Whoever asks you what multiplexing io is in the future will be kicked into the steel plate

io is the hardest hit area for many Java / python / go developers. If you have never been involved in development, you may only know about blocking/non-blocking, synchronous/asynchronous, and more powerfully, multiplexing.
insert image description here
Many students have no idea about these concepts. Without a clear understanding, it is really just reading and reciting the full text~

Today, I will take you to explore the development history of io. If someone asks you about io in the future, he will just kick the steel plate.
insert image description here

There are so many articles about io on the Internet, but you may have seen the following paragraph for the first time (if you understand it, read it, if you don't understand it, skip it, and you will understand it naturally when you understand it):

Whether it is windows or linux, all operations involving io cannot be directly completed by the application program. It is very dangerous to open file operation permissions to users. If you want to perform io operations, you must use the functions provided by the operating system kernel, but these functions We don't need to call it by ourselves. Java has already done a good job of encapsulation for us. We can adjust the relevant api during development. As shown in the figure below, the two packages
insert image description here
io are simple read/write, and nio introduces three new concepts:

  • Buffer: data container;
  • Channel: This thing is too abstract. The Chinese name is channel. It is enough to know that it can complete the io operation between kernels;
  • Selector: nio implements the basis for multiplexing;

Ok, after talking nonsense, let's sort out the relevant concepts first.

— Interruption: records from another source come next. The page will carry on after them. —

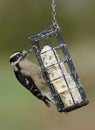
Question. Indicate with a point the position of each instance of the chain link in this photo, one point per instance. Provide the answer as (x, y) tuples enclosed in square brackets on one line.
[(54, 13)]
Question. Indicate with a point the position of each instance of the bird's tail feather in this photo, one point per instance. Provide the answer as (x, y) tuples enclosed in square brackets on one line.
[(45, 100)]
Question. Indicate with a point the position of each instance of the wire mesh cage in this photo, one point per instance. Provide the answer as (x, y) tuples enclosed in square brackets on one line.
[(58, 69)]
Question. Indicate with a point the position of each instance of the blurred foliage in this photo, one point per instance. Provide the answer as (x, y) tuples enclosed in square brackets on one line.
[(19, 20)]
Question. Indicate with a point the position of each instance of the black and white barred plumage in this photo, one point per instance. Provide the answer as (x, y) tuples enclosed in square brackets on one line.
[(30, 76)]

  • Synchronous or asynchronous : Synchronous means running in an orderly manner, and the next task will be executed after the current task is executed; on the contrary, other tasks do not need to wait for the current task to be executed, and usually rely on events and callback mechanisms to realize the order relationship between tasks;
  • Blocking and non-blocking : When a blocking operation is performed, the current thread will be in a blocked state and cannot be engaged in other tasks. It can only continue when conditions are ready, such as data reading and writing; non-blocking means that regardless of whether the IO operation ends, the return.

Just looking at the concept brain is buzzing, it doesn't matter, please look at the big screen~

cooked rice

There is an Internet celebrity restaurant near the company. There are a lot of young ladies who go to their house to eat every day. Of course, don’t misunderstand me. I just want to say that their meals are very good. Ah... No, I mean their young ladies are very good Yummy, ugh... not right

In short, I go there often, and my ordering method has experienced the following versions :

  • v1.0 : When I first went there, I saw that other people were queuing to order food. As an honest person, I can only wait for the person in front to finish ordering before ordering, and then go to the pick-up port and wait for the food to be picked up. Sometimes it takes 15 minutes I will get the meal, but I can see more young ladies and sisters standing at the meal pickup port, so I didn't care at first;
  • v2.0 : One day later, I found that there was a screen above the food pickup port, which displayed the current order of the order number. Wow, I suddenly realized that from then on, every time I finished ordering, I would find a place where there are many ladies and sisters to sit. Then, come to the pick-up port every 5 minutes to see if it's my turn to pick up the meal;
  • v3.0 : Over time, I got tired of looking at Miss and Sister every day. One day I found a QR code on the table. Wow, I suddenly realized that I can order food by scanning the code. will deliver meals to your location;

The relationship between meal pickup and io :

  • v1.0 (bio, blocking io) : queue up to order and wait for food, similar to bio, synchronous blocking, after the thread submits the io operation, it cannot return before the io operation is completed, nor can it do other things, and can only wait awkwardly ;
  • v2.0 (nio, non-blocking io) : queue up to order, go to the pick-up port from time to time to see if it is your turn to pick up the meal, similar to nio, synchronous non-blocking, the thread can return first after submitting the io operation, but you need to actively search for the operation The system gets the result (nio can build multiplexed io, which is the focus of this article);
  • v3.0 (nio2, or aio, asynchronous io) : scan the code to order, find a place to sit and watch the lady after ordering, and the waiter will deliver it after the meal, similar to aio, asynchronous and non-blocking, in On the basis of nio, an event and callback mechanism is added. After the operating system prepares the data, it will actively notify the thread.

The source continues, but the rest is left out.